Figure 5 The changes of lymphocyte subsets with and without ICT during radiotherapy. *, P<0.05. ICT, induction chemotherapy; NK, natural killer; Th/Ts, the ratio of helper T cell to suppressor T cell; Pre-RT, pre-radiation; Mid-RT, mid-radiation; End-RT, end of radiotherapy.

Figure 6 The differences of lymphocyte subsets with and without CCT during radiotherapy. *, P<0.05; **, P<0.01; ***, P<0.001. CCT, induction chemotherapy; NK, natural killer; Th/Ts, the ratio of helper T cell to suppressor T cell; Pre-RT, pre-radiation; Mid-RT, mid-radiation; End-RT, end of radiotherapy.

The impact of RT on cell counts at different time points was evaluated by the GLM, and the results showed mid-term or post-RT could cause decreases in total lymphocytes, B cells, CD4⁺ and CD8⁺ T cells, NK cells, Th/Ts ratios (P≤0.001), and the percentages of B cells and CD4⁺ T cells (P<0.01).
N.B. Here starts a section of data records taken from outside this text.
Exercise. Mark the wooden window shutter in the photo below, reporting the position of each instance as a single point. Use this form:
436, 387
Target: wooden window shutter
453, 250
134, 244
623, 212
While the percentage of CD8⁺ T cells showed no statistical difference during RT (P>0.05). On the contrary, the percentage of NK cells was increased at the middle and end of RT (P<0.001). In our study, B cells [odds ratio (OR): 0.043, P<0.001] were most severely affected by RT, followed by CD4⁺ T cells (OR: 0.113, P<0.001), CD8⁺ T cells (OR: 0.174, P<0.001) and NK cells (OR: 0.266, P<0.001), which might indicate that B cells were more radiosensitive than CD3⁺ T cells, while NK cells were most radioresistant (Table 3).

ICT mainly caused a decrease in Th/Ts ratios (OR: 0.849, 95% confidence interval (CI): 0.738–0.977, P=0.02). And patients with CCT had higher risks of lymphocyte (OR: 0.861, 95% CI: 0.764–0.970, P=0.01), B cell (OR: 0.614, 95% CI: 0.436–0.863, P=0.005), CD4⁺ T cell (OR: 0.676, 95% CI: 0.529–0.864, P=0.002), CD8⁺ T cell (OR: 0.659, 95% CI: 0.517–0.840, P=0.001) and NK cell (OR: 0.749, 95% CI: 0.590–0.951, P=0.01) decrease than those without CCT. However, the percentages of B cells, CD4⁺ T cells, CD8⁺ T cells, and NK cells were not significantly influenced by ICT and CCT (Table 4).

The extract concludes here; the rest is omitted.